As decision makers ponder the possible outcomes of their decisions they often think about risk, which is the possibility of an undesirable result. In discussing this, it is convenient to consider the notion of arisk-neutral decision maker. Someone who is risk neutral is willing to play the long-run odds when making decisions, and will evaluate alternatives according to their expected values.
For example, such a decision maker would be indifferent between receiving $1 for certain and an alternative with equal chances of yielding $0 and $2, since this is the average amount that the alternative would yield if repeated many times.
While an insurance company may evaluate individual policies as if it were risk-neutral, for alternatives with substantial risks, decision makers are oftenrisk averse, which means that they value alternatives at less than their expected values. To make this definition of value precise, we define the certain equivalent, (or certainty equivalent) of an alternative as the amount that the decision maker would be indifferent between (1) having that monetary amount for certain or (2) having the alternative with its uncertain outcome.
For example, a risk-averse decision maker might have a certain equivalent of $500,000 for an alternative with equal chances of yielding $0 and $2,000,000, even though the expected value for this alternative is $1,000,000. In thinking about risk aversion, it is important to remember that different decision makers have different attitudes toward risk. While this gamble with equal chances of yielding $0 and $2,000,000 may be very risky for me, a billionaire or a big company may not view these stakes as large and may have a certain equivalent close to the expected value.

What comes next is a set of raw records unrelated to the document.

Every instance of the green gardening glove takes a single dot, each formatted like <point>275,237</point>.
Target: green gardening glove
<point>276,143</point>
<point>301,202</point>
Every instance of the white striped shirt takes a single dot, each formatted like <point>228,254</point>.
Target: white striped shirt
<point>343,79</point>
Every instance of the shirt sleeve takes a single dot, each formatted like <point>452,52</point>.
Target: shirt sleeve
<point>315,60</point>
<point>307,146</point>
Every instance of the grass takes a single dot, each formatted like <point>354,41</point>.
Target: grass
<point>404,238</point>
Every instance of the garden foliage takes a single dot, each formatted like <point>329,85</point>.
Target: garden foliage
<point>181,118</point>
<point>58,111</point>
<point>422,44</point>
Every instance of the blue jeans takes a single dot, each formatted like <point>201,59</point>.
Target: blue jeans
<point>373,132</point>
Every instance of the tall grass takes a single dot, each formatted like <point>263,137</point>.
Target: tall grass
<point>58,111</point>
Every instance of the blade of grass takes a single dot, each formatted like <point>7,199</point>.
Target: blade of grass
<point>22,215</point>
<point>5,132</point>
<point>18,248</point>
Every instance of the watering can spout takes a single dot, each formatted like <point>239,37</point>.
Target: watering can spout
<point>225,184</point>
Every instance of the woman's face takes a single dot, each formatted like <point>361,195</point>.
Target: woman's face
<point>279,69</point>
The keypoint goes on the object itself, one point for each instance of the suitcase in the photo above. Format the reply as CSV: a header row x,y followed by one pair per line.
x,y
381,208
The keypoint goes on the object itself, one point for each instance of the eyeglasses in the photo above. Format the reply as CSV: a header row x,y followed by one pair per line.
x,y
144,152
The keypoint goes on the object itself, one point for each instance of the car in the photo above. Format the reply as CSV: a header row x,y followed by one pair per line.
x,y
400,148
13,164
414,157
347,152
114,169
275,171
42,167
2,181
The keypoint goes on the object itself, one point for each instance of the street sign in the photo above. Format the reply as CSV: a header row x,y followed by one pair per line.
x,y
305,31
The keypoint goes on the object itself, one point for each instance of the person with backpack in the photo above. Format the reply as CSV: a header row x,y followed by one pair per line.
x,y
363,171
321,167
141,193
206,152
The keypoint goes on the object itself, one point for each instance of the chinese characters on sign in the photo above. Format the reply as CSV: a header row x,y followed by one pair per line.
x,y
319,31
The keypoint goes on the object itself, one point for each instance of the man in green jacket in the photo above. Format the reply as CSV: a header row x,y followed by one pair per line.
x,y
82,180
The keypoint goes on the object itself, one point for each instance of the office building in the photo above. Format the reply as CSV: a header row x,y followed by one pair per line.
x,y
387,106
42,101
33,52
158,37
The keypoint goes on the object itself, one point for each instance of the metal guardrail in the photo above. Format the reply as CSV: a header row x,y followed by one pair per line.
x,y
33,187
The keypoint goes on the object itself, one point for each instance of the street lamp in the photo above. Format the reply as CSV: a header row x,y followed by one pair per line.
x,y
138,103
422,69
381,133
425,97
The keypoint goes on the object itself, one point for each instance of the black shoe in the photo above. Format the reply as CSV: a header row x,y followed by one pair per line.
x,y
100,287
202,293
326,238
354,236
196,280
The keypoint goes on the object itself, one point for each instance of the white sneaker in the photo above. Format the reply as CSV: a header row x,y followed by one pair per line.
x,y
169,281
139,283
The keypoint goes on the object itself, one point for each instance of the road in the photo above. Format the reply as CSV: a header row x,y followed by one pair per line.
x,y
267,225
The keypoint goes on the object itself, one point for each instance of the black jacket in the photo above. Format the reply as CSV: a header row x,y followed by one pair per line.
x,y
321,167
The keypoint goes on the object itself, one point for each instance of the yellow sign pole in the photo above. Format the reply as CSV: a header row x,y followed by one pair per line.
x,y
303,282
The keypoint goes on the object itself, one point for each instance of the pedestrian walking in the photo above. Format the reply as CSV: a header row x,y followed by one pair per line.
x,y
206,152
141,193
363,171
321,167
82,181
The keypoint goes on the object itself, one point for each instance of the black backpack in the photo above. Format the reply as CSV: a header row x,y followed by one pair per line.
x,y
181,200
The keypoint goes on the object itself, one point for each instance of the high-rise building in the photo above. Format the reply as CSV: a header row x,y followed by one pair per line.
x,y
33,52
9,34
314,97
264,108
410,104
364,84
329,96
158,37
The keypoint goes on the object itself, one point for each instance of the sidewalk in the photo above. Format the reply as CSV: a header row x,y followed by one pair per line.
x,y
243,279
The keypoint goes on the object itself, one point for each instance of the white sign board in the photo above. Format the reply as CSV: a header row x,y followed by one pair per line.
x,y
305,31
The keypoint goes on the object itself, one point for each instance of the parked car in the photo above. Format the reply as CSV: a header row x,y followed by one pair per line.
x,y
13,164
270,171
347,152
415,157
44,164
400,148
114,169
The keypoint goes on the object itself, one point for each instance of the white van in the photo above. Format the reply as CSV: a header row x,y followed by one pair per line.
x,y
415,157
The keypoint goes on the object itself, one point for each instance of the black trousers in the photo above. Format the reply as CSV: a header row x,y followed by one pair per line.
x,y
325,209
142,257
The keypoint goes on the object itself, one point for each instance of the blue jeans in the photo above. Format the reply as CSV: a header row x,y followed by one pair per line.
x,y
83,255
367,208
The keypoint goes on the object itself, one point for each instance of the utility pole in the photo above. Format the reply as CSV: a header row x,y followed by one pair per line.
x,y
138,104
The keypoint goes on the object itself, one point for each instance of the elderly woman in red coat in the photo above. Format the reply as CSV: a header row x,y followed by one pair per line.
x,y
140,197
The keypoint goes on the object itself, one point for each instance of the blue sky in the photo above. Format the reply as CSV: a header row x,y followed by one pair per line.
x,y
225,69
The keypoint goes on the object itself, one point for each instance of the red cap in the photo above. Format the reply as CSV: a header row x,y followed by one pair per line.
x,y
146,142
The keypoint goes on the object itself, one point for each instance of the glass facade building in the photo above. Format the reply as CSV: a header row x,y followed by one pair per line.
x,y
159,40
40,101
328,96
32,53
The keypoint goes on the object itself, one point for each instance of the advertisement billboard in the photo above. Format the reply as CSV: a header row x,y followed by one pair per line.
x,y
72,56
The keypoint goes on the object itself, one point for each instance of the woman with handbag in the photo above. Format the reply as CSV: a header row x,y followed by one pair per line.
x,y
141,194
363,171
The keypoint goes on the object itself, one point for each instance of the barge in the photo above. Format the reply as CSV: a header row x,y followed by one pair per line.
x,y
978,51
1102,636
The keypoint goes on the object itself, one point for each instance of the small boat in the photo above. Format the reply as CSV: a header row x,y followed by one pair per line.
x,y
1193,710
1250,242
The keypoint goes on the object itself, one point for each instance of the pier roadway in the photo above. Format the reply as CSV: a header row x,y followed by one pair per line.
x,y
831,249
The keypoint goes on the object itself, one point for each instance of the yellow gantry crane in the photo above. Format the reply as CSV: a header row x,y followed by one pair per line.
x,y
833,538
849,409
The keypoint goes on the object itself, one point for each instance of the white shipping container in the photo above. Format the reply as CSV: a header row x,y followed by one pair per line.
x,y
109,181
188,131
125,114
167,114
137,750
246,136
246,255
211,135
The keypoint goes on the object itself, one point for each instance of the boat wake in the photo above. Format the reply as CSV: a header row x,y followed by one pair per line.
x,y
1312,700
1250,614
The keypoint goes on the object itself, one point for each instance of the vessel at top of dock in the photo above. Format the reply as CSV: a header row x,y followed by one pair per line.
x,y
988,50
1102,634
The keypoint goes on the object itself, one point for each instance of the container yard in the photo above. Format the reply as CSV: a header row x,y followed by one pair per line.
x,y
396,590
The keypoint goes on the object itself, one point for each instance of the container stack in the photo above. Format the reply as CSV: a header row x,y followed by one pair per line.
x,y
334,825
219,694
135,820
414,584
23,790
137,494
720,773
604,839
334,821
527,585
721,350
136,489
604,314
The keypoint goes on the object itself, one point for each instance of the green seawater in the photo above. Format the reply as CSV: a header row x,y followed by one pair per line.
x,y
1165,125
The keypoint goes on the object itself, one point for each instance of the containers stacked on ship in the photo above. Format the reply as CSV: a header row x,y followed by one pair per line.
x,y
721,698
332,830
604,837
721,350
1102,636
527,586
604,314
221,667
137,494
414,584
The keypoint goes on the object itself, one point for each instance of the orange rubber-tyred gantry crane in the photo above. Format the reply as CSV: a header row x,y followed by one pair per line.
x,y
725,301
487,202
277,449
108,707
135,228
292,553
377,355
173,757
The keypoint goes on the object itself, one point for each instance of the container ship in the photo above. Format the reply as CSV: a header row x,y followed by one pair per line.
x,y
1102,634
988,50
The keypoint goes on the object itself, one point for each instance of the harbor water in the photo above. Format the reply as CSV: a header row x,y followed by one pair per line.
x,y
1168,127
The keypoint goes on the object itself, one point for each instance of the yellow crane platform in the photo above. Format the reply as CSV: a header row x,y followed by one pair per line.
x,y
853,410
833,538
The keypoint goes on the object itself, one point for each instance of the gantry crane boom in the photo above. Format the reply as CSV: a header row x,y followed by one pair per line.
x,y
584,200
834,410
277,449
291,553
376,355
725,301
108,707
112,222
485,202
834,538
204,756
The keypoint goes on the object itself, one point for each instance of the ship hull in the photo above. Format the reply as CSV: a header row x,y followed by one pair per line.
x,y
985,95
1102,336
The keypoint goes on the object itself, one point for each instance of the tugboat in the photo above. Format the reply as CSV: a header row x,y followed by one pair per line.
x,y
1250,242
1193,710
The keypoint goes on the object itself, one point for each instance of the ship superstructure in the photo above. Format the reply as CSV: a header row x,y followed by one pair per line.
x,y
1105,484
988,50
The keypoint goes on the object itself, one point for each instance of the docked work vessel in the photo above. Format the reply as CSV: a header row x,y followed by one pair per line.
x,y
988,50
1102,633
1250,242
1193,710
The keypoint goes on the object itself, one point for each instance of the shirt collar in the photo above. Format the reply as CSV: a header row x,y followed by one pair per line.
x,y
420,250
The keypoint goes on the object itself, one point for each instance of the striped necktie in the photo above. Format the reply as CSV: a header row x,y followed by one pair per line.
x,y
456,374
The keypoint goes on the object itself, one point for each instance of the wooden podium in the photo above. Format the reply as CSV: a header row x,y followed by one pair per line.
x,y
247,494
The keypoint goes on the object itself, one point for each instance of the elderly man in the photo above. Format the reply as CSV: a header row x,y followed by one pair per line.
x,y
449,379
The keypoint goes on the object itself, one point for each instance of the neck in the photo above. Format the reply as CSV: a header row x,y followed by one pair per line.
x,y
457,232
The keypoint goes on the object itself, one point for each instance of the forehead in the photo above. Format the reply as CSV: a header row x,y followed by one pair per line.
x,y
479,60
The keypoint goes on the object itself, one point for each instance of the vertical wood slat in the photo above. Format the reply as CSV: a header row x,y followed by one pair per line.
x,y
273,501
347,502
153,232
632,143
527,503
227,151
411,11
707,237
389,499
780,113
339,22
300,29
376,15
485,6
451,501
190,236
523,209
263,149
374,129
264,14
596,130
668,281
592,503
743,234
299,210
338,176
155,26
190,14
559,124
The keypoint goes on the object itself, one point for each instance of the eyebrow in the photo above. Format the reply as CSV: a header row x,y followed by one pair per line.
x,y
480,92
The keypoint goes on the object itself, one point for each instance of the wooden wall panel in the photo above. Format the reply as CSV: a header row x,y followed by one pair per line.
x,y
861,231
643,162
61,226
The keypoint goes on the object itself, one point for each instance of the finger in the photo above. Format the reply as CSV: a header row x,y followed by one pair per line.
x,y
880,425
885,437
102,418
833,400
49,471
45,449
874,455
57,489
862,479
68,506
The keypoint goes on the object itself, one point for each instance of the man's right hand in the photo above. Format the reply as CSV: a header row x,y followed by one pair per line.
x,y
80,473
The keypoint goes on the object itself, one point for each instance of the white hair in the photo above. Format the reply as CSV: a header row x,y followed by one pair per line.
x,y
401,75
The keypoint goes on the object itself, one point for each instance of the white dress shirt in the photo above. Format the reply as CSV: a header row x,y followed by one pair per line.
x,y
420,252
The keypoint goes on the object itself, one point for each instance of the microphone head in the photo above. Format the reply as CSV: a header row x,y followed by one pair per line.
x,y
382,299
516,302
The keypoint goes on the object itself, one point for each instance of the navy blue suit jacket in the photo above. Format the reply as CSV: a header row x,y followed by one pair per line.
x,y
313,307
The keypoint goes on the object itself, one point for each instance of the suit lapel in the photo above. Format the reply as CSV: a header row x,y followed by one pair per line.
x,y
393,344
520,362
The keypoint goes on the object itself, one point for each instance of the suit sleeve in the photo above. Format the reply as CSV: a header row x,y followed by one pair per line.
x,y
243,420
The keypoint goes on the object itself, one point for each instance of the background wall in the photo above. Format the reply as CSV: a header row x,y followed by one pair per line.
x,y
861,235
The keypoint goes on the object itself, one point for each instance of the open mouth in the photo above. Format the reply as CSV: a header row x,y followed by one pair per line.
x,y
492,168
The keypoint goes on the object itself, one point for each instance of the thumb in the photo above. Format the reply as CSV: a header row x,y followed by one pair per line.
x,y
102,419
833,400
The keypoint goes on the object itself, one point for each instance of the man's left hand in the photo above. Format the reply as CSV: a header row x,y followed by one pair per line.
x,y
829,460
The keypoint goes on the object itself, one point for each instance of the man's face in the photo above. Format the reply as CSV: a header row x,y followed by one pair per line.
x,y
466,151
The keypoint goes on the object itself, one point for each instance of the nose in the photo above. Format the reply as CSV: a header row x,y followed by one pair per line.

Decisions where risk aversion holds can be analysed using a utility function, which encodes a decision maker’s attitude toward risk taking in mathematical form by relating the decision maker’s satisfaction with the outcome (or “utility” associated with the outcome) to the monetary value of the outcome itself. These utility functions can be indexed by their risk tolerance, which is a technical term describing the decision maker’s attitude toward risk. The greater the decision maker’s risk tolerance, the closer the certain equivalent of a gamble will be to its expected value. The risk tolerance is a mathematical quantity that describes the decision maker’s attitude towards risk; it is not the maximum amount that the decision maker can afford to lose, though generally decision makers with greater wealth will have larger risk tolerances. The decision maker needs to think about his risk tolerance only in cases where the stakes are large and he is not comfortable basing his decision on the expected monetary value.
Key distinction: certain equivalent vs. expected NPV
Example: The certain equivalent for a risky new product is the smallest sum of money for which the decision maker would be willing to sell rights to that product. The expected NPV for the product is the hypothetical average NPV from numerous independent launches of identical projects.
Why it’s important: Most projects cannot be repeated and even if they could, when the stakes are large, most decision makers value gambles at less than their expected values. Precisely how much less than their expected value depends on the decision maker’s attitude towards risk. This attitude towards risk varies from decision maker to decision maker and, even for a specific decision maker, may vary over time.